Я уже собираюсь повернуться и пойти к кассе, как вдруг чувствую руку на своей заднице. Она держит ее. Крепко. Я замираю. Теплое дыхание касается моего уха. Оно пахнет лакричными конфетами и травяным шнапсом. Я знаю этот запах, я знаю его, знаю, кто стоит за мной, и я умираю, а женщина с документами сейчас в подсобке. Нет.
Я не хочу оборачиваться. Не хочу, потому что, если я обернусь, это станет реальным. Он станет реальным. Но, когда его рука движется от ягодиц ниже, мне приходится это сделать. Обернуться.
Я отшлепываю его руку и смотрю ему в лицо. Джон Питтерс. Он смеется. Тонкие губы. Прямые зубы, желтые от курения. Неопрятная борода и темные глаза, в которых живет ненависть.
Я ничего не говорю. Я парализована. Все мысли, которые убеждали меня в последние несколько недель, что я стала сильнее, чем Пейсли из Миннеаполиса, – все эти мысли были ложью.
Привет, вот она я – ничтожная.
Охваченная страхом. С дрожащими ногами и испуганными глазами, как у олененка.
Джон берет с полки пару коньков и проводит пальцем по наточенному лезвию.
– Думала, я тебя не найду? – он ставит коньки на место и улыбается, поглаживая дорожку пайеток на платье для фигурного катания. – Думала, что сможешь спрятаться за сноубордистом? Я всегда найду тебя, Пейсли. Всегда.

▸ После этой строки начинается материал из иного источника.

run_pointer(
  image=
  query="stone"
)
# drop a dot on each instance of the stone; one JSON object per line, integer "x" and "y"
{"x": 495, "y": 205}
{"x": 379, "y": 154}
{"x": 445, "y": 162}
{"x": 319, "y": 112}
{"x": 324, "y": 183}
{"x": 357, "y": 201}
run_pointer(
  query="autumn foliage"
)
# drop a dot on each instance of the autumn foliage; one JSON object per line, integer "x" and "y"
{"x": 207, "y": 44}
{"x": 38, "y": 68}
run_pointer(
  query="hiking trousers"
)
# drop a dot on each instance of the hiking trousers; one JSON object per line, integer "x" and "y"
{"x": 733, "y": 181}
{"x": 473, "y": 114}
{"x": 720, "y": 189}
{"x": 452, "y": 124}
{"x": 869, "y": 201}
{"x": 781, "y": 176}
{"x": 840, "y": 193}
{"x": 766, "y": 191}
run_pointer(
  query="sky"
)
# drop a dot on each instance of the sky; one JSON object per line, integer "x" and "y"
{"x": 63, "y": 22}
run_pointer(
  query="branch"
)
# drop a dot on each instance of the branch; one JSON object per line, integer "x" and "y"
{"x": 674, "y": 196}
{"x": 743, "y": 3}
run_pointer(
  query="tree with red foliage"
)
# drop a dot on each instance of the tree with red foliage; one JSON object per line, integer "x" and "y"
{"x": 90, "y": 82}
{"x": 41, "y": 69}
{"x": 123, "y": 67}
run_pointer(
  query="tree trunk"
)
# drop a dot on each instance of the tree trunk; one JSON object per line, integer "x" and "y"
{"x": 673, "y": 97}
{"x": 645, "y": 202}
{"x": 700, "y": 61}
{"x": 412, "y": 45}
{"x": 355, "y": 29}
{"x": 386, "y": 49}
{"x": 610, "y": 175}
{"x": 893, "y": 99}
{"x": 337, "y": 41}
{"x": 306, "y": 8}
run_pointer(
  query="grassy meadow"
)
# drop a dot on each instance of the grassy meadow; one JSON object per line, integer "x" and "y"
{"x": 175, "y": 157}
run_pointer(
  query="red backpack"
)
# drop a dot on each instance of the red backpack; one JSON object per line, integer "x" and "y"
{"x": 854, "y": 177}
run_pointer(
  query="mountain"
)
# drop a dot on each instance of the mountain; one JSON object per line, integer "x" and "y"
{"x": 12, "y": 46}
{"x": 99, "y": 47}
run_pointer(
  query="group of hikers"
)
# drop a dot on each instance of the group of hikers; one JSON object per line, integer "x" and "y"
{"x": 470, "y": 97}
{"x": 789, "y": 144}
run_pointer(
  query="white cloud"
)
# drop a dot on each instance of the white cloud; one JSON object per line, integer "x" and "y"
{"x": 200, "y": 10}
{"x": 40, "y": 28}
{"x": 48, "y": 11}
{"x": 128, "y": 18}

Он отпускает платье и делает шаг ко мне. Кажется, я сейчас умру. Это невыносимо – стоять здесь, прямо перед ним, слышать его голос. Я думала, что оставила все позади, оставила его в прошлом, но, когда я осознаю, что в горле у меня комок и мне хочется плакать, я понимаю, что эта тема еще не закрыта.
Джон Питтерс – это моя больная тема. Он всегда ею будет, потому что я не могу забыть то, что он со мной сделал. Шрамы на моей коже будут вечно напоминать мне о боли. Моя жизнь не исписанный карандашом лист бумаги, с которого можно просто стереть неудачные рисунки. Что было, то было. И оно никуда не денется.
Он наклоняется ко мне, его губы приближаются к моему уху. Я впиваюсь ногтями в свою ногу.